Trois jours plus tard, soit le 25 août 2020, le corps du plaignant a été retrouvé tandis qu’il flottait à la surface à environ 100 mètres à l’est du quai d’où il avait sauté dans la rivière.


Cause du décès


Le médecin légiste qui a pratiqué l’autopsie a tiré comme conclusion préliminaire que le décès du plaignant résultait d’une noyade.

Dispositions législatives pertinentes

Les articles 219 et 220 du Code criminel -- Négligence criminelle ayant causé la mort

219 (1) est coupable d’une négligence criminelle quiconque :
a) soit en faisant quelque chose;
b) soit en omettant de faire quelque chose qui est de son devoir d’accomplir, montre une insouciance déréglée ou téméraire à l’égard de la vie ou de la sécurité d’autrui.

(2) Pour l’application du présent article, devoir désigne une obligation imposée par la loi.

220 Quiconque, par négligence criminelle, cause la mort d’une autre personne est coupable d’un acte criminel passible :
a) s’il y a usage d’une arme à feu lors de la perpétration de l’infraction, de l’emprisonnement à perpétuité, la peine minimale étant de quatre ans;
b) dans les autres cas, de l’emprisonnement à perpétuité.

Analyse et décision du directeur

Dans l’après-midi du 25 août 2020, le corps du plaignant a été récupéré dans la rivière des Outaouais, dans le secteur du parc Moulin de Clarence Rockland.
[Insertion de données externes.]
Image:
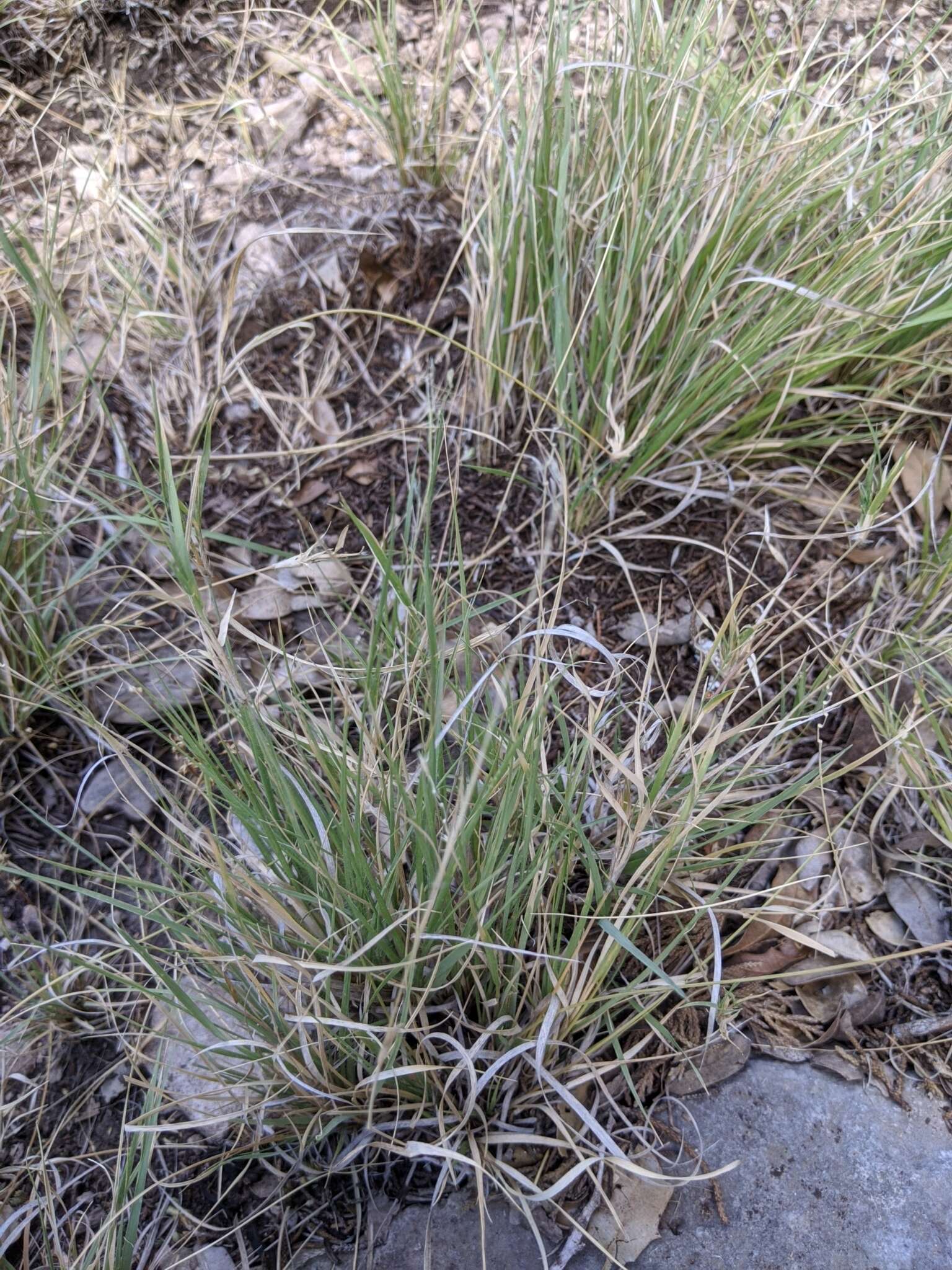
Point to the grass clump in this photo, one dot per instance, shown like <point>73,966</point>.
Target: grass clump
<point>685,255</point>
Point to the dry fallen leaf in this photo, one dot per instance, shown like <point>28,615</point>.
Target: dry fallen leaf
<point>922,468</point>
<point>639,1206</point>
<point>857,866</point>
<point>771,961</point>
<point>309,493</point>
<point>294,585</point>
<point>844,949</point>
<point>876,554</point>
<point>889,929</point>
<point>826,998</point>
<point>917,902</point>
<point>363,471</point>
<point>140,694</point>
<point>720,1060</point>
<point>325,424</point>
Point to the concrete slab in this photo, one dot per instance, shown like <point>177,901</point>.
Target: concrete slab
<point>831,1178</point>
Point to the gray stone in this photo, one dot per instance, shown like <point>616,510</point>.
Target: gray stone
<point>832,1176</point>
<point>118,785</point>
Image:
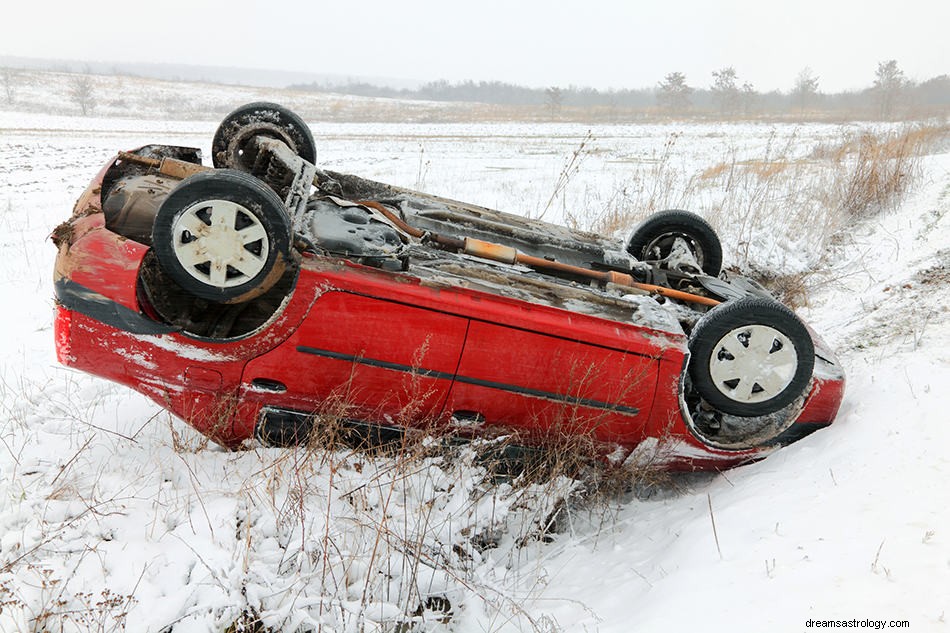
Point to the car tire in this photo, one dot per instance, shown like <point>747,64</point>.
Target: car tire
<point>653,239</point>
<point>231,149</point>
<point>750,357</point>
<point>223,236</point>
Lorsque le plaignant est entré dans l’eau à partir d’un quai du parc le 22 août 2020, juste après que l’AI de la Police provinciale de l’Ontario se soit approché de lui, l’UES a été avisée et a entrepris une enquête. L’AI a été identifié comme l’agent impliqué. D’après mon évaluation des éléments de preuve, il n’y a pas de motifs raisonnables de croire que l’AI a commis une infraction criminelle en relation avec le décès du plaignant.

La seule infraction à prendre en considération dans cette affaire serait la négligence criminelle ayant causé la mort contraire aux exigences de l’article 220 du Code criminel. Le fait qu’il y ait ou non infraction dépend en partie de l’existence d’une conduite représentant un écart marqué et important par rapport à la norme de diligence que respecterait une personne raisonnable dans la même situation. Dans cette affaire, la question qu’il faut se poser c’est si les agents qui ont eu affaire au plaignant ont causé son décès ou y ont contribué en faisant preuve d’une négligence suffisante pour justifier des sanctions pénales. La réponse est un non sans équivoque.

L’AI était dans l’exercice de son devoir le plus important, c’est à-dire protéger et préserver la vie, lorsqu’il s’est approché du plaignant dans le parc Moulin. Il savait très bien que le plaignant n’était pas tout à fait lucide, qu’il était suicidaire et qu’il s’était échappé d’un hôpital où il recevait des soins psychiatriques. Peu de choix s’offraient à l’agent pour empêcher le plaignant d’entrer dans l’eau, et ce dernier avait alors une bonne avance sur l’AI. En effet, les éléments de preuve indiquent que l’AI n’avait pas réussi à s’approcher à moins de 15 mètres du plaignant lorsque celui-ci a sauté dans l’eau. J’ai donc la conviction que l’agent a fait ce qu’il était capable de faire étant donné les circonstances.

Il n’y a non plus rien qui ressorte des éléments de preuve qui indique qu’un examen des opérations de recherche et de sauvetage de la Police provinciale soit nécessaire. En fait, il importe de signaler que l’AT no 1 est arrivé rapidement sur les lieux lorsque le plaignant a sauté dans l’eau et qu’il a mis sa propre vie en péril en sautant dans la rivière à la suite du plaignant. Par la suite, il semblerait que des spécialistes de la Police provinciale de l’Ontario aient été promptement déployés dans l’espoir de retrouver et de secourir le plaignant.

En dernière analyse, il n’existe aucun motif valable, d’après ce qui précède, de croire que l’un ou l’autre des agents ayant tenté d’empêcher le plaignant de s’enlever la vie n’a pas agi de manière professionnelle sur toute la ligne. Par conséquent, il n’y a pas lieu de porter des accusations dans cette affaire et le dossier est clos.


Date : 16 février 2021


Signature électronique

Joseph Martino
Directeur
Unité des enquêtes spéciales

Note:

La version originale anglaise signée du rapport fait autorité. En cas de divergence entre cette version et les versions anglaise ou française en ligne, la version originale anglaise signée du rapport l’emporte.